Read and write poetry to release childhood pain
Healing from childhood wounds can occur through expressing and sharing them. A powerful way to express emotional pain is through poetry. Did you know that when people express difficult feelings, they can release their emotional pain? Writing in general as a form of healing is well documented in books such as Opening Up: The Healing Power of Expressing Emotions by James Pennebaker.
And writing poetry is famous as a vehicle for emotional release. There are hundreds, if not thousands, of examples of poems focused on difficult memories from the early years. A delightful book on the power of writing about childhood experiences is This Is Just To Say: Poems of Apology and Forgiveness by Joyce Sidman and Pamela Zagarenski.
If you’re not ready to write your own memories, reading this type of poetry can help you let go of your pain in a cathartic process, even if it’s not exactly about your situation.

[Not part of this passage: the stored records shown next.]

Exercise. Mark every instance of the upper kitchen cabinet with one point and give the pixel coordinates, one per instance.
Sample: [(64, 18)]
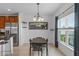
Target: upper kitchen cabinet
[(7, 19), (2, 22), (13, 19)]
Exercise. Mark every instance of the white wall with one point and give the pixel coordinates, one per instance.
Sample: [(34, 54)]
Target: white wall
[(66, 50), (25, 34)]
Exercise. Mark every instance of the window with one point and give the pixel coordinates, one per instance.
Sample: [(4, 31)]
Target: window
[(66, 30)]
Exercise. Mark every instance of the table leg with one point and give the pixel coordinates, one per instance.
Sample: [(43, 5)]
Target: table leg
[(30, 49), (46, 49)]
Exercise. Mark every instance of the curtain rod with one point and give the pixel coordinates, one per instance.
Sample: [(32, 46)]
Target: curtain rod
[(66, 10)]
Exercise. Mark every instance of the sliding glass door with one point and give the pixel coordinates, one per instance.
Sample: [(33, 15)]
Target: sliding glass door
[(66, 30)]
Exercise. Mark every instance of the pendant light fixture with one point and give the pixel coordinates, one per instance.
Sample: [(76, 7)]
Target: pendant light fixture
[(37, 17)]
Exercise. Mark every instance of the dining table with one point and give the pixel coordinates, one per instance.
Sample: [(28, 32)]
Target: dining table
[(39, 41)]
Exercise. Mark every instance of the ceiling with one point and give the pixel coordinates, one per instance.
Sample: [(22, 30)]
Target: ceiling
[(28, 8)]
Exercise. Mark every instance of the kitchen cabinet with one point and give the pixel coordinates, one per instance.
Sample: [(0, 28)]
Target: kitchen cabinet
[(13, 19), (2, 22)]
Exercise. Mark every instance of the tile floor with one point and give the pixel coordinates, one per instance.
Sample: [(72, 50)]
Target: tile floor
[(24, 51)]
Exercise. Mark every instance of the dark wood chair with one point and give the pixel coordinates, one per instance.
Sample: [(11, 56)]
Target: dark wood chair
[(35, 47)]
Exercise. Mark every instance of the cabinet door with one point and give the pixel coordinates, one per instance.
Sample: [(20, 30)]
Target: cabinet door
[(2, 22)]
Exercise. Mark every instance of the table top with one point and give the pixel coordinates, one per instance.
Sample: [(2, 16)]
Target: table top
[(43, 41)]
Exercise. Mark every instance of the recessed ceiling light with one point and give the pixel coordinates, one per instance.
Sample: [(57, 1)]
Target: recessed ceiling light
[(9, 9)]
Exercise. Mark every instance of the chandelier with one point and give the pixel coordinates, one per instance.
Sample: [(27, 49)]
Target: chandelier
[(37, 17)]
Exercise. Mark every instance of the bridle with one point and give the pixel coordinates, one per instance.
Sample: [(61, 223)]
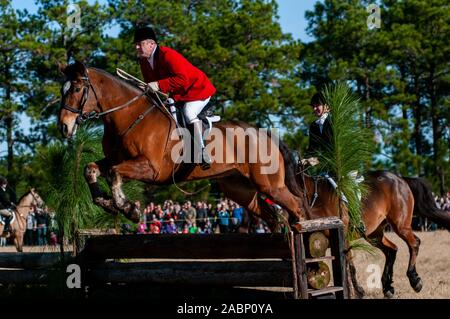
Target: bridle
[(83, 117)]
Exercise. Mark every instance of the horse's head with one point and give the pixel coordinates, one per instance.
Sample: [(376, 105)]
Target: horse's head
[(78, 98)]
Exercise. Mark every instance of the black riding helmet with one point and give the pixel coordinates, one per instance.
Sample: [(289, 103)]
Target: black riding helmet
[(144, 33), (317, 99)]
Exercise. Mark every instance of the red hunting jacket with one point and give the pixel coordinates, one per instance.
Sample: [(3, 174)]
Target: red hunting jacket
[(177, 76)]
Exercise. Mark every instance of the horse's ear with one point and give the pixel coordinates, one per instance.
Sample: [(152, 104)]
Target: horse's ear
[(62, 67), (80, 68)]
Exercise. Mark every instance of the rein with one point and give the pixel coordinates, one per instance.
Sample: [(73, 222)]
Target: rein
[(83, 117)]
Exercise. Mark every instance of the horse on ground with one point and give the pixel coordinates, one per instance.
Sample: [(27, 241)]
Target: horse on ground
[(391, 199), (27, 204)]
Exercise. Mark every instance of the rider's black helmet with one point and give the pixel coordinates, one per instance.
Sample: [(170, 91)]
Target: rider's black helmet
[(317, 99)]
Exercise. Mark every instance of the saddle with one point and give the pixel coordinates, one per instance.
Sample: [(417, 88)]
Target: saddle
[(6, 222), (206, 116)]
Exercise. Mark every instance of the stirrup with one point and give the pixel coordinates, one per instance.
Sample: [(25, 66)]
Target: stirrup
[(206, 161)]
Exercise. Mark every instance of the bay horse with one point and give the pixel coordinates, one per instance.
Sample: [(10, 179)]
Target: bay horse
[(136, 146), (391, 199), (29, 202)]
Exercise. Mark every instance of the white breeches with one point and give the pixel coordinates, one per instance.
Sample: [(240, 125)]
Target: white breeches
[(192, 109)]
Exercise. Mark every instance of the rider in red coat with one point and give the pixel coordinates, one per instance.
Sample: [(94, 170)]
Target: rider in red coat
[(166, 70)]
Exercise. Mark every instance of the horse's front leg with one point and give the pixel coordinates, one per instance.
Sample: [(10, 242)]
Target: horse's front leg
[(136, 169), (91, 173)]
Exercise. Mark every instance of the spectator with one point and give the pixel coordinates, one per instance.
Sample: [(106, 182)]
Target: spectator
[(41, 224), (223, 218), (155, 226), (142, 227), (170, 227), (191, 213), (193, 229), (30, 233), (237, 215), (202, 215)]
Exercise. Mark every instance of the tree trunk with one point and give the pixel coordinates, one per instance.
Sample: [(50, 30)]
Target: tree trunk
[(417, 121)]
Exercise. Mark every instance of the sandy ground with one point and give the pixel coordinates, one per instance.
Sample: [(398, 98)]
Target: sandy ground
[(433, 266)]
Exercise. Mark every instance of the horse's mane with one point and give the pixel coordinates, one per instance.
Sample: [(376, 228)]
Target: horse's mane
[(129, 85)]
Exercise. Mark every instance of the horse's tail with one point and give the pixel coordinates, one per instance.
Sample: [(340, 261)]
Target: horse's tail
[(424, 204)]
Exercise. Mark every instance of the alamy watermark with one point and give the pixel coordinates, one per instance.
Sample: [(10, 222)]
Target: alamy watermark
[(374, 19), (232, 145), (374, 279)]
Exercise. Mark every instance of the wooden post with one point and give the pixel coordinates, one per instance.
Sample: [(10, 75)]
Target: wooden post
[(339, 269), (301, 266)]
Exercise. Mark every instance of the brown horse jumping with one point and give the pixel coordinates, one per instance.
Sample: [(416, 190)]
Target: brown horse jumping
[(391, 199), (137, 146), (27, 203)]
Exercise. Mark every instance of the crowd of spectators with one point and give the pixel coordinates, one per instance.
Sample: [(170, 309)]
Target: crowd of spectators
[(199, 218)]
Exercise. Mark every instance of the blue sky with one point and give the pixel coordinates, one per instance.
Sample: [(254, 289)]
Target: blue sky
[(291, 17), (291, 13)]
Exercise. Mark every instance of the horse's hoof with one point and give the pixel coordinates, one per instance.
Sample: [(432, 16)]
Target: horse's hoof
[(389, 293), (418, 286)]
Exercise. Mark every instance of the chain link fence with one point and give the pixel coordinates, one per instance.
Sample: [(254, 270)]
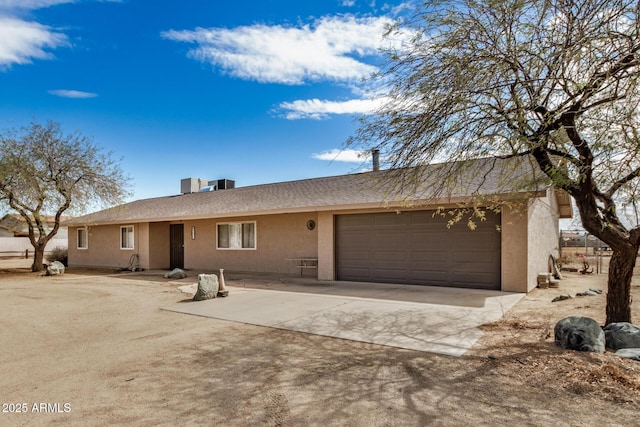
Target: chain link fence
[(582, 252)]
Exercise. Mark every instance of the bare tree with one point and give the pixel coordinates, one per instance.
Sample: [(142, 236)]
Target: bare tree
[(556, 81), (46, 172)]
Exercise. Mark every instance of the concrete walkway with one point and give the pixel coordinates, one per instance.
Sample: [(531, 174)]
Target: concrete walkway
[(424, 318)]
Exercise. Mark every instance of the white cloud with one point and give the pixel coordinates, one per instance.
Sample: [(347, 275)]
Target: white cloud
[(343, 155), (22, 41), (330, 49), (30, 4), (66, 93), (321, 109)]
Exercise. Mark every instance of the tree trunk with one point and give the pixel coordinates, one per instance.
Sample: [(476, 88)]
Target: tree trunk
[(38, 258), (619, 284)]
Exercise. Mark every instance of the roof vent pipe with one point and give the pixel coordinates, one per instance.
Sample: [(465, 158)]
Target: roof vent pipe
[(375, 155)]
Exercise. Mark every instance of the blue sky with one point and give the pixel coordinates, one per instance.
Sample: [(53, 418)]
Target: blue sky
[(255, 91)]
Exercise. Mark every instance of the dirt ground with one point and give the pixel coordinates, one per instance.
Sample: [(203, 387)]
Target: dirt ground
[(92, 348)]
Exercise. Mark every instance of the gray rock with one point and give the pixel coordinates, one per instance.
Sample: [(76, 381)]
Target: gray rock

Because of the connection between poetry and emotions, if you read poems, you can tune in to feelings, just like a tuning fork vibrates at a certain frequency, whether it is used for a piano or a violin. Readers can release painful childhood memories through the vibrations of words on a page.
If you read poetry about childhood experiences and let it sink into your being, you can begin to let go of your own pain by vicariously experiencing the magical, even spiritual, cathartic process that has taken place within the poet. The Library of Congress’s 20th Poet Laureate Consultant on Poetry, the great William Stafford, underscored the power of that process by noting that he would trade all his published poems (and there were over sixty books full of them) for the heartfelt EXPERIENCE of writing the Next. That powerful emotional experience of writing poetry can also be felt while reading it: that’s the connection. Reading poems that express other people’s childhood pain can help you let go of your own.
Best of all, reading poetry about childhood hurts can be an example of how to write your own. Poetry about childhood can be any way you want to set it on the page. Just make sure you’re being as honest as possible at the time. And it’s never too late: William Stafford was forty-eight when his first collection of poetry, Journeying Through Darkness, was published. Reading poetry about other people’s childhood hurts can help you see how easy it might be to start writing your own.